A Tough Record to Play

Soul To Soul is a Difficult Record to Reproduce. Do not attempt to play it using anything other than the highest quality equipment.

Unless your system is firing on all cylinders, even our hottest Hot Stamper copies — the Super Hot and White Hot pressings with the biggest, most dynamic, clearest, and least distorted sound — can have problems. Your system should be thoroughly warmed up, your electricity should be clean and cooking, you’ve got to be using the right room treatments, and we also highly recommend using a demagnetizer such as the Walker Talisman on the record, your cables (power, interconnect and speaker) as well as the individual drivers of your speakers.

This is a record that’s going to demand a lot from the listener, and we want to make sure that you feel you’re up to the challenge. If you don’t mind putting in a little hard work, here’s a record that will reward your time and effort many times over, and probably teach you a thing or two about tweaking your gear in the process (especially your VTA adjustment, just to pick an obvious area many audiophiles neglect).

TRACK LISTING

Side One

Say What!
Lookin’ Out the Window
Look at Little Sister
Ain’t Gone ‘n’ Give Up on Love
Gone Home

Side Two

Change It
You’ll Be Mine
Empty Arms
Come On (Part III)
Life Without You

AMG Review

By adding two members to Double Trouble — keyboardist Reese Wynans and saxophonist Joe Sublett — Stevie Ray Vaughan indicated he wanted to add soul and R&B inflections to his basic blues sound, and Soul to Soul does exactly that. It’s still a modern blues album, yet it has a wider sonic palette, finding Vaughan fusing a variety of blues, rock, and R&B styles.

Most of this is done through covers — notably Hank Ballard’s “Look at Little Sister,” the exquisitely jazzy “Gone Home,” and Doyle Bramhall’s impassioned soul-blues “Change It” — but Vaughan’s songwriting occasionally follows suit, as well.
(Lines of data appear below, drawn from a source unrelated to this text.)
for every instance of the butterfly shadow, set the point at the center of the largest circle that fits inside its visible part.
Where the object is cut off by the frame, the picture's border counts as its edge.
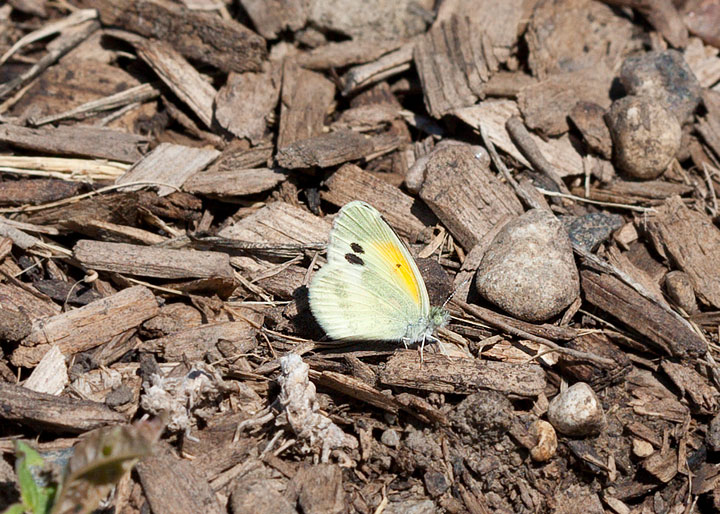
(303, 322)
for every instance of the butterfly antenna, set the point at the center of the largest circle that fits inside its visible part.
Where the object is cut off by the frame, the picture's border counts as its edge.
(455, 291)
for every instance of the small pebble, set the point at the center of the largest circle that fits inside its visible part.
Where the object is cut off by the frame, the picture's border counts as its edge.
(588, 118)
(577, 411)
(665, 77)
(712, 438)
(436, 483)
(546, 438)
(680, 289)
(646, 136)
(589, 230)
(390, 438)
(642, 448)
(529, 270)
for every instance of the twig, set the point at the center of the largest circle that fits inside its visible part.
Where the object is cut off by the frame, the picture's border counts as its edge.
(496, 321)
(596, 202)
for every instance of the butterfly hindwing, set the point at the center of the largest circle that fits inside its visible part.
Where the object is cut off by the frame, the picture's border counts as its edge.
(371, 287)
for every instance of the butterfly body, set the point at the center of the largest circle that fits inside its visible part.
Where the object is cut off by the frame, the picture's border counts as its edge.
(371, 288)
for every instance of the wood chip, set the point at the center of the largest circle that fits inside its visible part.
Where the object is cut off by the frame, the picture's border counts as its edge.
(664, 332)
(246, 103)
(173, 485)
(233, 183)
(271, 17)
(54, 413)
(691, 241)
(147, 261)
(306, 97)
(168, 165)
(407, 216)
(50, 376)
(493, 115)
(325, 150)
(79, 140)
(84, 328)
(465, 195)
(177, 73)
(461, 376)
(453, 61)
(225, 44)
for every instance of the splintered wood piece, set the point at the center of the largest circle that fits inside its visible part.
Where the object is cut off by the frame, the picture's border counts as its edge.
(169, 165)
(36, 191)
(493, 115)
(501, 22)
(194, 343)
(245, 102)
(325, 150)
(279, 222)
(50, 375)
(619, 191)
(547, 104)
(54, 413)
(271, 17)
(233, 183)
(148, 261)
(664, 332)
(84, 328)
(442, 374)
(69, 39)
(173, 486)
(465, 195)
(306, 98)
(404, 213)
(177, 73)
(112, 232)
(703, 397)
(236, 156)
(81, 140)
(345, 53)
(692, 242)
(452, 62)
(201, 36)
(23, 298)
(140, 93)
(388, 65)
(580, 370)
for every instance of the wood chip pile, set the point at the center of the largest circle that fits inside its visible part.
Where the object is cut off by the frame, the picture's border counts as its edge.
(169, 174)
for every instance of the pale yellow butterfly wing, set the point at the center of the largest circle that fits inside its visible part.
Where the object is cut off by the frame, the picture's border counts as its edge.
(370, 288)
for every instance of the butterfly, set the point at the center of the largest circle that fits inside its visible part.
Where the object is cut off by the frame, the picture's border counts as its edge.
(371, 288)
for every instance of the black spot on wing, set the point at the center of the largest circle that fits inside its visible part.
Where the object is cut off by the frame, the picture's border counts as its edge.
(354, 259)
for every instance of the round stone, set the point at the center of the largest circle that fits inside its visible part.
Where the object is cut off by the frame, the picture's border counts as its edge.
(529, 270)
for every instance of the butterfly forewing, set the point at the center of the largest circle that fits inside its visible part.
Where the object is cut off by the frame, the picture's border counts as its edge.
(371, 287)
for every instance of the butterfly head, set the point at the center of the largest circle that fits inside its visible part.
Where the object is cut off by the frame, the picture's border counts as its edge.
(425, 327)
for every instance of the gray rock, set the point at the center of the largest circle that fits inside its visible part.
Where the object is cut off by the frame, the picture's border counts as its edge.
(483, 418)
(577, 411)
(665, 77)
(390, 438)
(589, 230)
(712, 438)
(646, 136)
(529, 270)
(259, 496)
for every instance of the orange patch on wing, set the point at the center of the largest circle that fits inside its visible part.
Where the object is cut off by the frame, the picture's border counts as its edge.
(401, 266)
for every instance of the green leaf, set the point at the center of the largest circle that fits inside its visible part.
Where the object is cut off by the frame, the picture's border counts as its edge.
(35, 498)
(100, 460)
(15, 508)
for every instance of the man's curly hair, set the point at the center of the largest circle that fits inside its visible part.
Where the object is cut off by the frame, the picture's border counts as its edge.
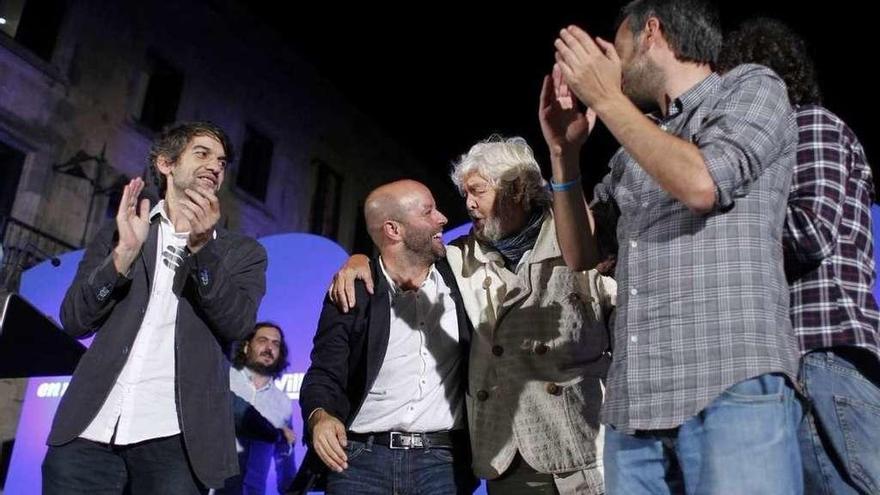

Even if only the tortured blues wailer “Ain’t Gone ‘n’ Give Up on Love” entered his acknowledged canon, he throws in some delightful soul-funk touches on “Say What!,” the instrumental wah-wah workout that kicks off the album, and the Curtis Mayfield-inspired closer, “Life Without You,” captures Vaughan at his best as a composer and performer. It’s such a seductive number — such a full realization of his soul-blues ambitions…

… his originals are sturdy, and there’s not a bad performance here, so Soul to Soul… clearly points the way to his 1989 masterpiece, In Step.